Andy McCarthy socks it to the White House. I think it’s just time for everyone to move on — like any bad relationship, the conservative-George W. Bush dynamic isn’t helping either one at this point.
The New Republic asks “Is Biden’s star fading?” What do you think was the first clue — when he insisted he was downsizing his own job or when he had no public appearances for three weeks?
Others have noticed that Biden has disappeared as well — beginning on Election Day. We can only hope, despite all the talk of how valued his counsel would be, that this is a sign of things to come: “Then again, it’s also possible that Obama will just listen to Biden politely, nod his head and then do whatever he was planning to do all along. And the specific tasks Biden has been assigned don’t really amount to much. As [George]Stephanopoulos noted, the middle class commission he’ll be running won’t have any formal powers, and his ‘baseline’ study essentially overlaps with the work of the National Security Advisor – who will be working in the West Wing and meeting with Obama daily. And, as we’ve seen these past six weeks, life in the Obama administration probably means that Biden’s days of pontificating on Sunday morning shows will be sharply curtailed.” You wonder whether the Obama team didn’t realize Biden was an embarrassing gasbag when they selected him, or whether they did and took him anyway. In any event, they deserve credit for figuring it out soon enough.
Lots of reasons why 2010 might be a good year for Republicans, but “political malpractice” has been their defining characteristic lately so I wouldn’t be counting victories quite yet.

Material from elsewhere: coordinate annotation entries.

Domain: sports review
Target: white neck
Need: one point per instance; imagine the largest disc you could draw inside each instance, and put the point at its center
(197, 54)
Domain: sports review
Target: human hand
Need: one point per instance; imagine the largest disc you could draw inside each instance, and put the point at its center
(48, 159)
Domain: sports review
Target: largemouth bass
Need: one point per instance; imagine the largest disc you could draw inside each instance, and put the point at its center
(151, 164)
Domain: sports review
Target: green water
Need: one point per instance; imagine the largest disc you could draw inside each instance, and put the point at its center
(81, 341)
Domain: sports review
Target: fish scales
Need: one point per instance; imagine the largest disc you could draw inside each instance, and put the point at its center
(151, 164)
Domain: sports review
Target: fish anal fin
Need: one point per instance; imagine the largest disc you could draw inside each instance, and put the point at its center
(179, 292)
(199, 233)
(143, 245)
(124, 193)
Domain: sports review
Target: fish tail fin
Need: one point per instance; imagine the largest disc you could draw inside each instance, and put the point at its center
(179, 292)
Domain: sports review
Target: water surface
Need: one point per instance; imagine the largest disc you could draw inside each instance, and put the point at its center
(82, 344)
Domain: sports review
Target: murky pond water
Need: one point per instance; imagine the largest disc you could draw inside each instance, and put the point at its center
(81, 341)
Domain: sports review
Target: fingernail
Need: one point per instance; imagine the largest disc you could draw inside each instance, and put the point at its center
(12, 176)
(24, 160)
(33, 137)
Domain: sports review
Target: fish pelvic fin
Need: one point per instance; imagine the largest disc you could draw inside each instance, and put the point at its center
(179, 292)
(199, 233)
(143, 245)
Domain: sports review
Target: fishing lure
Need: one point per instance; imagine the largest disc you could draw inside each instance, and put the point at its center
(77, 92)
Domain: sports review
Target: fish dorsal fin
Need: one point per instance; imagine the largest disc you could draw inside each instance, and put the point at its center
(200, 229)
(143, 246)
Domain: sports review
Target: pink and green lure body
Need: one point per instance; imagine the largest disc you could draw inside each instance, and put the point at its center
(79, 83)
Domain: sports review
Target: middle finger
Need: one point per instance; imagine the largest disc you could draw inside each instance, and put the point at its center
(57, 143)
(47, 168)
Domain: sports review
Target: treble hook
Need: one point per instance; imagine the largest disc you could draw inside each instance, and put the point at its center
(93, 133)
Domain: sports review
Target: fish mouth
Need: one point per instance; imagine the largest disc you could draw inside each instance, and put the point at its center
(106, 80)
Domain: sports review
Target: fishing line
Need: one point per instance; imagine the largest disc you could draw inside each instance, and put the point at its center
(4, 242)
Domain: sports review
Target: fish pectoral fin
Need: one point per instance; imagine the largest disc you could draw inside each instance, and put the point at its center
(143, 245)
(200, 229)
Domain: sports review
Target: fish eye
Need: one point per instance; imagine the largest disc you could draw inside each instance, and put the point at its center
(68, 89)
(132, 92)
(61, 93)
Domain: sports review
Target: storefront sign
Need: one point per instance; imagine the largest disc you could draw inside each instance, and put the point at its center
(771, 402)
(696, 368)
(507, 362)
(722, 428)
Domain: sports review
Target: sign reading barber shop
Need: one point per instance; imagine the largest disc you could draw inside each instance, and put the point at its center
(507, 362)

Mayor Bloomberg tells Governor Paterson to get the lead out: “I think the governor should make a decision reasonably quickly because this is just getting out of control and everybody’s focusing on the wrong things.” What wrong things might those be — how unqualified Kennedy is? How dynasty politics has gotten out of hand? Seems like the right concerns are getting some ink.
Funny how Politico’s “top ten media blunders” didn’t include their own breathless misreporting of John Edwards’s decision to drop out of the race because of the recurrence of his wife’s cancer. But it did include ABC’s tough moderating of the Democratic primary debate in Philadelphia — perhaps the only time then-candidate Barack Obama was questioned sharply in the campaign. “Blunder” must mean “mess up the reporter’s chances of getting a spot in the Obama administration.”